Ah! 1997! The year where pop music and JRPGs boomed into mainstream consciousness. By this time, the Sega Saturn was done, as rumors of a successor codenamed “Black Belt” were flourishing quickly in western media.
Proof of the Saturn’s impending doom is that none of its games made it to the top ten listing for the year. The Nintendo 64 settled on a pattern of “quality over quantity” release schedule that would haunt the system for years to come. Simply put, the N64 had the best games, but its library in terms of quantity was anemic in contrast to the PlayStation’s.
Finally, the PlayStation began to flourish with older gamers thanks to its varied library of high-quality games. In the year that the Backstreet Boys started the boy band craze in the US with “Quit Playing Games with My Heart,” which games were dearest to the critics’ hearts? Let’s find out!
10. Star Fox 64 (Nintendo 64) – 89.01
Star Fox 64 was an important N64 release. After Mario 64 the system received a few great titles but not a AAA Nintendo first party hit of this magnitude. Star Fox 64 pioneered control ‘rumble’ features thanks to the inclusion of the Rumble Pak with the game.
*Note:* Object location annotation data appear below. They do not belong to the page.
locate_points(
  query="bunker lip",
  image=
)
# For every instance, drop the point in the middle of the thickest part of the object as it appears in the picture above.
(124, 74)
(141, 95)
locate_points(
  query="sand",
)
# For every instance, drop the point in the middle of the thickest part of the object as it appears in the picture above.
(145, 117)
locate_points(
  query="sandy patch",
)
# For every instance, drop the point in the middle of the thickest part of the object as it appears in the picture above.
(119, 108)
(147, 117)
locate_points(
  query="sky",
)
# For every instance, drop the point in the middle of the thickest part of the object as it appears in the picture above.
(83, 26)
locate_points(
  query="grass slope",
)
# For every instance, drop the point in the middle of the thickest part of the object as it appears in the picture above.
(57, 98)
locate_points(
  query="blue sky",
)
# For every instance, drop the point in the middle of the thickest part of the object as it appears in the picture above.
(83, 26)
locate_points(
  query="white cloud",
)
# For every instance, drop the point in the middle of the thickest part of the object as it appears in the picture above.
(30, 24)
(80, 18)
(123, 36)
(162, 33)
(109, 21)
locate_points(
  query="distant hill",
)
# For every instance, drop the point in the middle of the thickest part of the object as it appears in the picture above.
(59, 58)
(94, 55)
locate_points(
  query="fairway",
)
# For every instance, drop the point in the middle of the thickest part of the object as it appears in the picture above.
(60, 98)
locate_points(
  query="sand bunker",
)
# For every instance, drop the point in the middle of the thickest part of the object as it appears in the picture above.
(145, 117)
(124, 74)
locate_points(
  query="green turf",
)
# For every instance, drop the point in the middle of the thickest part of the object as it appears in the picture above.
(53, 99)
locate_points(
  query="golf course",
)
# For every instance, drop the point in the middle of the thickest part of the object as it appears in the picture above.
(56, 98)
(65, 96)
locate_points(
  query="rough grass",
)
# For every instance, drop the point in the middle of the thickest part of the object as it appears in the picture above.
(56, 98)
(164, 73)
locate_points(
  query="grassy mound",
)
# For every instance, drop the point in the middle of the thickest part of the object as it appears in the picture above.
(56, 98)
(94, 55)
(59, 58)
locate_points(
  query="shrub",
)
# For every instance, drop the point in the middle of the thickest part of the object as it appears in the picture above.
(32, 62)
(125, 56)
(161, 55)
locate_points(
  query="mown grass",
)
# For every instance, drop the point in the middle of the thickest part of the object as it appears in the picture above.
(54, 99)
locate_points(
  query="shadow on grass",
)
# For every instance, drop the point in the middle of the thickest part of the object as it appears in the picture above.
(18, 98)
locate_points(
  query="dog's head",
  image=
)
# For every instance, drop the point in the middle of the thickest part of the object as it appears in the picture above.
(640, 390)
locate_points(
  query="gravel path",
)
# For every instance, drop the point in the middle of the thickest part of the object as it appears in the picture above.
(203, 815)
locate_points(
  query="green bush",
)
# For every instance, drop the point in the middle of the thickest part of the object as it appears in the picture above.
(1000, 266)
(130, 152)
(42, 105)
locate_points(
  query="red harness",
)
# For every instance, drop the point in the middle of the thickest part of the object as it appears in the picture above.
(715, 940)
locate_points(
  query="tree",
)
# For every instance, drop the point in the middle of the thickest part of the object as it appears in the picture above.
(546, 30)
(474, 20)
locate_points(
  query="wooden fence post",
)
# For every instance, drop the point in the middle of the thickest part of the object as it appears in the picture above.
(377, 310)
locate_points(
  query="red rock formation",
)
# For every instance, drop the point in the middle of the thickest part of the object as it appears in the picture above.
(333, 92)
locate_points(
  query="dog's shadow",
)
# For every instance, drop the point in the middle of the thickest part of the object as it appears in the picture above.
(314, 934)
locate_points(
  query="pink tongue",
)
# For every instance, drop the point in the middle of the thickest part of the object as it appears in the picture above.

The game also had the best visuals in a shooter up to that point in time. For example, the smooth reflective sea water on Corneria remains a good-looking graphical effect to this day.
Star Fox 64 was a substantial improvement from its SNES predecessor and was a highly replayable title featuring alternate pathways through the Lylat system with differing difficulty levels. A variety of vehicles apart from the main Arwing made the game a challenging shooter with unexpected challenges.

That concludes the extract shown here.